Number of outliers = 2


[573.4618834647697, 380.08881721091836]

# 3. What To Do Once Outliers are detected?

There are three things that can be done:

> 1. **Remove -** must be able to demonstrate that the data is erroneous 

> 2. **Transform -** reshape the distribution for analysis

> 3. **Separate -** pull out hte outliers and work with them separately. Assumes that they are a different population

### 3.1 Remove

This can be done easily in Python. Notice how the conditional statement in the code is the exact opposite of what was used for detecting outliers.

In [219]:
# initialize
permeability = np.array(data['Permeability (mD)'])
depth = np.array(data['Depth'])

# Outlier removal
new_data = [(d, p) for d, p in zip(depth, permeability) if p > lower_fence and p < upper_fence]

# create new x- and y-axis values
new_depth = [sample[0] for sample in new_data]
new_perm = [sample[1] for sample in new_data]

New plots can be drawn using the new data set that excludes outliers.

In [218]:
fig, ((ax1, ax2)) = plt.subplots(nrows=1, ncols=2)
fig.suptitle('Permeability Along Well - Remove Outliers')
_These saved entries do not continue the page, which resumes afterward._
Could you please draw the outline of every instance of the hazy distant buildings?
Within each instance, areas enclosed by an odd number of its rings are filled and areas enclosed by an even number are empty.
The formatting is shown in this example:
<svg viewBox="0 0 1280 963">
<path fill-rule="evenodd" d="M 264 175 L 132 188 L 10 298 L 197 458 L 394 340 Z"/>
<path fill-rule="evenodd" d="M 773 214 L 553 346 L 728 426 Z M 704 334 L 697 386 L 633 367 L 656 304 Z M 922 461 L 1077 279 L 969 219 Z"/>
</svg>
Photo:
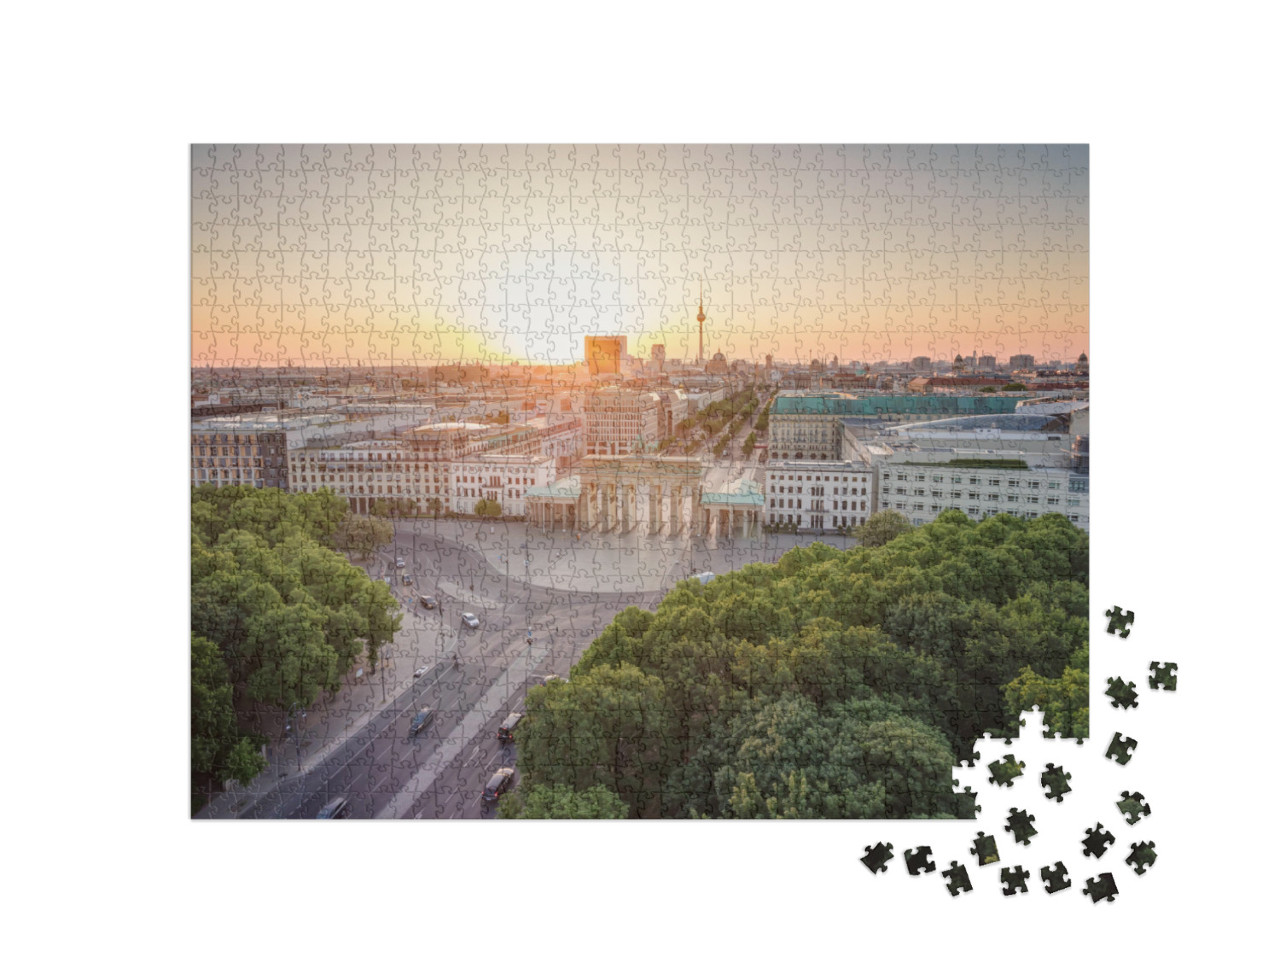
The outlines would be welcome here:
<svg viewBox="0 0 1280 963">
<path fill-rule="evenodd" d="M 1015 354 L 1009 359 L 1010 371 L 1030 371 L 1036 366 L 1034 355 Z"/>
<path fill-rule="evenodd" d="M 911 359 L 911 370 L 916 374 L 931 375 L 933 374 L 933 359 L 921 355 L 918 358 Z"/>
<path fill-rule="evenodd" d="M 627 354 L 625 335 L 587 335 L 584 339 L 587 371 L 592 377 L 622 374 L 622 359 Z"/>
<path fill-rule="evenodd" d="M 598 388 L 588 392 L 582 414 L 587 455 L 645 451 L 665 437 L 662 401 L 652 391 Z"/>
</svg>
ax1.plot(permeability, depth)
ax1.invert_yaxis()
ax1.set_title('$Original \ Data \ with \ Outliers$', fontsize=10)
ax1.set_xlabel('Permeability (mD)')
ax1.set_ylabel('Depth (ft)');
ax1.axvline(x=upper_fence, color='r', linestyle='--')
ax1.text(323, 0.005, "Upper", rotation=90, color='red')
ax1.text(371, 0.005, "Fence", rotation=90, color='red')


ax2.plot(new_perm, new_depth)
ax2.invert_yaxis()
ax2.set_title('$No \ Outliers$', fontsize=10)
ax2.set_xlabel('Permeability (mD)')
ax2.axvline(x=upper_fence, color='r', linestyle='--')
ax2.text(323, 0.005, "Upper", rotation=90, color='red')
ax2.text(371, 0.005, "Fence", rotation=90, color='red');
ax2.set_xlim(0, 600)

<IPython.core.display.Javascript object>

(0, 600)

### 3.2 Transform


### 3.3 Work Seperately

If one believes that the outliers are not erroneous, but rather it is because they are from a different population, the outliers needs to be treated separately.